BJP leaders during BJP Parliamentary Executive Committee meeting at PMO in New Delhi. (PTI Photo)

New Delhi:  On the eve of Parliament's 21-day Monsoon Session, the ruling NDA unanimously decided not to turn down the Opposition's demands for the resignation of the four top BJP leaders who are beleaguered by scandals. The meeting was chaired by Prime Minister Narendra Modi, who also met the leaders of all parties earlier on Monday.
Here is your 10-point cheat-sheet to the day's big political story:
  1. All members of the ruling alliance agreed to support the government's stand on the Lalit Modi controversy and the Vyapam scam, sources said.
  2. PM Modi also consulted allies on the land bill, which had been opposed by partners like Lok Janshakti Party, Shiv Sena and the Shiromani Akali Dal. Sources said he blamed the Opposition's "misinformation campaign" for the perception that the government is anti-farmer.
  3. At the all-party meeting, the Prime Minister sought the cooperation of the Opposition parties for smooth functioning of Parliament. "The government is ready to discuss all issues," he said.
  4. A united Opposition has demanded an investigation against Foreign Minister Sushma Swaraj and Rajasthan Chief Minister Vasundhra Raje for extending favours to tainted cricket tycoon Lalit Modi, who lives in the UK.
  5. The Opposition has asked for discussions in Parliament on "all scams and charges" involving BJP leaders. The Congress has said it will disrupt Parliament unless the ministers resign.

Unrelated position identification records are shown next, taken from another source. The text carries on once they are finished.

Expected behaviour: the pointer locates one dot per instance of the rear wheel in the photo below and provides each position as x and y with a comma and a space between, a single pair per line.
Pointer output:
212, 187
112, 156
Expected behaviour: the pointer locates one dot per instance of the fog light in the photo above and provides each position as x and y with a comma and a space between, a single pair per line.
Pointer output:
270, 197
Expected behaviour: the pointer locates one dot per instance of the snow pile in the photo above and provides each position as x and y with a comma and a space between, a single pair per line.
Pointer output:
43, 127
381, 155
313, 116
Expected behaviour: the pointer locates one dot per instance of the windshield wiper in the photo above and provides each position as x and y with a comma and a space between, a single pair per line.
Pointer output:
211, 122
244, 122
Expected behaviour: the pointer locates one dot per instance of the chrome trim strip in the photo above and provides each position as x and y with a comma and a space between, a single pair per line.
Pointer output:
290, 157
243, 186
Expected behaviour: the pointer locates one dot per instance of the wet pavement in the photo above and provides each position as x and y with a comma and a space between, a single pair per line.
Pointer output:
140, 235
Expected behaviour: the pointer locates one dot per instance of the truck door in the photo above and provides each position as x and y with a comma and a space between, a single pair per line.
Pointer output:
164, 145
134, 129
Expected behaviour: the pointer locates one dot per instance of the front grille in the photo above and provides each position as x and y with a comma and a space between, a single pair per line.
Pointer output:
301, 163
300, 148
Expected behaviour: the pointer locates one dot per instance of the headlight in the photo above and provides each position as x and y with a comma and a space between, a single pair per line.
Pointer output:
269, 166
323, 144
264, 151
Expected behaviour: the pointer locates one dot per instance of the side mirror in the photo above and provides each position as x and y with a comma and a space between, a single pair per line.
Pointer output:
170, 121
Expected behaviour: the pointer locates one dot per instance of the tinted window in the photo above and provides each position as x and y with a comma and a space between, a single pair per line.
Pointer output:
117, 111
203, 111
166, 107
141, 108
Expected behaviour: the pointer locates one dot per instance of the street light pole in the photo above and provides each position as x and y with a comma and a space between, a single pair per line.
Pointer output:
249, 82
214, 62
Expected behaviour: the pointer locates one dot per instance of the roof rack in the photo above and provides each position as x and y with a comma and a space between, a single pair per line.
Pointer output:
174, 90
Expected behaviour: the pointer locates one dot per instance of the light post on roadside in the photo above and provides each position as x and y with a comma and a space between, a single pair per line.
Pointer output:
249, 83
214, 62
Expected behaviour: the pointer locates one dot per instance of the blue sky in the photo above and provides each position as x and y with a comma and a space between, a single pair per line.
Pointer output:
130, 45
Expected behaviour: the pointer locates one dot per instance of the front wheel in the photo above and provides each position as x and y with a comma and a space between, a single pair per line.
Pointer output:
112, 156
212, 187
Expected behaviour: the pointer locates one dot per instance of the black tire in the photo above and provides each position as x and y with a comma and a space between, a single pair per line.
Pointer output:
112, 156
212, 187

  6. "There is no question of accepting an ultimatum from anybody; nobody can dictate (terms) to Parliament," Parliamentary Affairs Minister Venkaiah Naidu had said in response to the Congress demand.
  7. Several key legislations are pending in Parliament, including the Goods and Services Tax bill, which have to be passed in the Upper House, Rajya Sabha, where the ruling NDA lacks majority.
  8. At the meeting on Monday, the PM said the new land bill that changes how farmland should be acquired for development must "move forward."
  9. That is unlikely in this session. A parliamentary committee studying the controversial proposal has asked for more time to submit its report.
  10. Sources say the government is likely to use a fourth consecutive executive order or ordinance to enact the new rules. But to become permanent, they must be cleared by Parliament. The government does not want a stand-off with the Opposition over the land bill to delay other important pending reforms.